‘Because I had neither the subject nor the time. One doesn’t write operas after lunch in hotel parlours; and as for a good libretto—well, outside Wagner, there’s only one opera in the world with a good libretto, and that’s Carmen.’

Diaz, who had had a youthful operatic work performed at the Royal School of Music in London, and whose numerous light compositions for the pianoforte had, of course, enjoyed a tremendous vogue, was much more serious about his projected opera than I had imagined. He had frequently mentioned it to me, but I had not thought the idea was so close to his heart as I now perceived it to be. I had written the libretto to amuse myself, and perhaps him, and lo! he was going to excite himself; I well knew the symptoms.

‘You wrote it in that little book,’ he said. ‘You haven’t got it in your pocket?’
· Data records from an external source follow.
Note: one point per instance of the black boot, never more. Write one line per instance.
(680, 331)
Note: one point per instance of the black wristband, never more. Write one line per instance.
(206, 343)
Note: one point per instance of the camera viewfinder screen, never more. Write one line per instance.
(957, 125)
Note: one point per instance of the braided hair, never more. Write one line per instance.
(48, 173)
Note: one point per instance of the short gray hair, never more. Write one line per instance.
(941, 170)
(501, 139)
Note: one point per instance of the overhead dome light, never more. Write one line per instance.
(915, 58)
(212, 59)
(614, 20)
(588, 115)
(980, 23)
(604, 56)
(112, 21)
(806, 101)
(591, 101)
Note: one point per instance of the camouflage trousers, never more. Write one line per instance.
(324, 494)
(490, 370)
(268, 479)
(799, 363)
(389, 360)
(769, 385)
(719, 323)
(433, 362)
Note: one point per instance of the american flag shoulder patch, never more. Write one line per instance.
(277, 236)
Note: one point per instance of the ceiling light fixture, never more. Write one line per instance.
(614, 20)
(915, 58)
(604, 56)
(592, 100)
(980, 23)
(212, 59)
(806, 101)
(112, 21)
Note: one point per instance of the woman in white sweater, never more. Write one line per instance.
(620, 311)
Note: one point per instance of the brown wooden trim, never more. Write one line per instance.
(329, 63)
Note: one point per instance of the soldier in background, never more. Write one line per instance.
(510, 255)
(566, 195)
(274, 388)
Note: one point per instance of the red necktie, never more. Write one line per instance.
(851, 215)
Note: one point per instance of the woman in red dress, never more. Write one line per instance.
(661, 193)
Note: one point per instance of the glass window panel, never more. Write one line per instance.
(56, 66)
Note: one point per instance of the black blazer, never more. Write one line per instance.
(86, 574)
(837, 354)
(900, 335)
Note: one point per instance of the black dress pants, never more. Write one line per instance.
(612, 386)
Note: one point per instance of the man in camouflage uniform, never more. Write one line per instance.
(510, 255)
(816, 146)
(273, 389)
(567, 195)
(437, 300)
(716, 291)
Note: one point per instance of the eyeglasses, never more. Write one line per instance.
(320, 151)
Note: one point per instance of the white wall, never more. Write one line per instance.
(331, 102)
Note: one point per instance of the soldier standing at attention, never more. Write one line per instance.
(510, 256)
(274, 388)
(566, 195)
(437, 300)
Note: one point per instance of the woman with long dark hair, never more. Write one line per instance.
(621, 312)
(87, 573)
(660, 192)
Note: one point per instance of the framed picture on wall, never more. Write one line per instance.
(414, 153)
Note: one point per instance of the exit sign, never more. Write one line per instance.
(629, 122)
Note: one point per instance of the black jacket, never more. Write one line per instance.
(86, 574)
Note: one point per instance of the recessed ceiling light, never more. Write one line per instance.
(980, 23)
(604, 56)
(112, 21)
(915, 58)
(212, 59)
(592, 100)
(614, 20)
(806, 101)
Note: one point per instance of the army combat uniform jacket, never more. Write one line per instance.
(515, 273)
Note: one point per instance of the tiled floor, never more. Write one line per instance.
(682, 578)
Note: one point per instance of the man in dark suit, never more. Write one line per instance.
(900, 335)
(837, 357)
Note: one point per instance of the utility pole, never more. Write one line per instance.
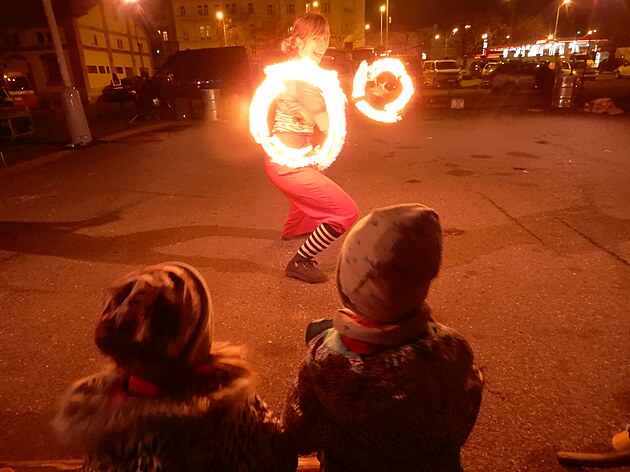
(75, 115)
(387, 26)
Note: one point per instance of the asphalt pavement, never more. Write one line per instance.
(535, 208)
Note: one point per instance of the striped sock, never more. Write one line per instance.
(320, 239)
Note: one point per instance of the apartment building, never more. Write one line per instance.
(255, 24)
(106, 37)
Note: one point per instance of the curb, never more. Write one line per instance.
(48, 158)
(305, 464)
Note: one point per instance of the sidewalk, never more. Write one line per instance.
(51, 136)
(305, 464)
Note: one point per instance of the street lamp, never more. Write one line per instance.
(555, 31)
(382, 10)
(512, 20)
(387, 26)
(221, 17)
(71, 99)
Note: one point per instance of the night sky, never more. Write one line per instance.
(611, 16)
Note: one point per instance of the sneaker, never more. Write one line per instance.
(297, 236)
(304, 269)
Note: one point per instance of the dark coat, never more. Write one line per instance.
(217, 424)
(407, 408)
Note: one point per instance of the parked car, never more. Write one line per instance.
(340, 61)
(487, 70)
(609, 65)
(413, 66)
(127, 91)
(227, 69)
(441, 73)
(623, 71)
(521, 76)
(6, 102)
(360, 54)
(476, 66)
(584, 70)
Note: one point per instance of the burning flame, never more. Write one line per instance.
(391, 111)
(304, 70)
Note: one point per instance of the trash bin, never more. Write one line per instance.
(211, 104)
(565, 91)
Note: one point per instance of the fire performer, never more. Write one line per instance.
(319, 208)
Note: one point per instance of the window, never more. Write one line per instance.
(11, 40)
(51, 69)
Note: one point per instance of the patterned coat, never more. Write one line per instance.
(407, 408)
(217, 425)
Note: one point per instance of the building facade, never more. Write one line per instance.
(258, 25)
(107, 38)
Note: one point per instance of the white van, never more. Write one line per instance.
(440, 73)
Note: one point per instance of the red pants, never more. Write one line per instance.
(315, 199)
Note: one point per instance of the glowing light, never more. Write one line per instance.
(327, 81)
(391, 111)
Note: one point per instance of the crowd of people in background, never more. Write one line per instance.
(383, 386)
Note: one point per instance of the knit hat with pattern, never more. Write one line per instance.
(158, 314)
(388, 260)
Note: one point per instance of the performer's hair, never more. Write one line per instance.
(304, 27)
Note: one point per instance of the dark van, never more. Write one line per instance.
(227, 69)
(184, 82)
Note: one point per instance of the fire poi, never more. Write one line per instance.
(327, 81)
(391, 110)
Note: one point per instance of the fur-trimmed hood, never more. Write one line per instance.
(97, 406)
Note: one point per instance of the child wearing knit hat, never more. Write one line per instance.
(172, 400)
(384, 387)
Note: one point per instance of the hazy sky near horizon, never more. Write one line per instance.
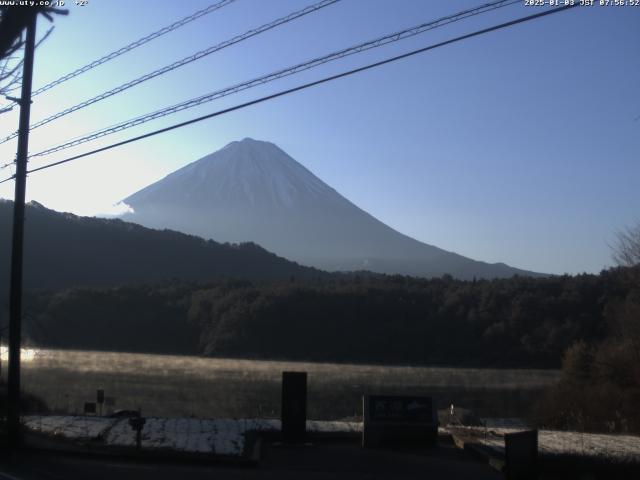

‘No,’ I answered. ‘I haven’t even a pocket.’

He would not laugh.

‘Come,’ he said—‘come, let’s see it.’

He gathered up his loose rein and galloped off. He could not wait an instant.

‘Come along!’ he cried imperiously, turning his head.

‘I am coming,’ I replied; ‘but wait for me. Don’t leave me like that, Diaz.’

The old fear seized me, but nothing could stop him, and I followed as fast as I dared.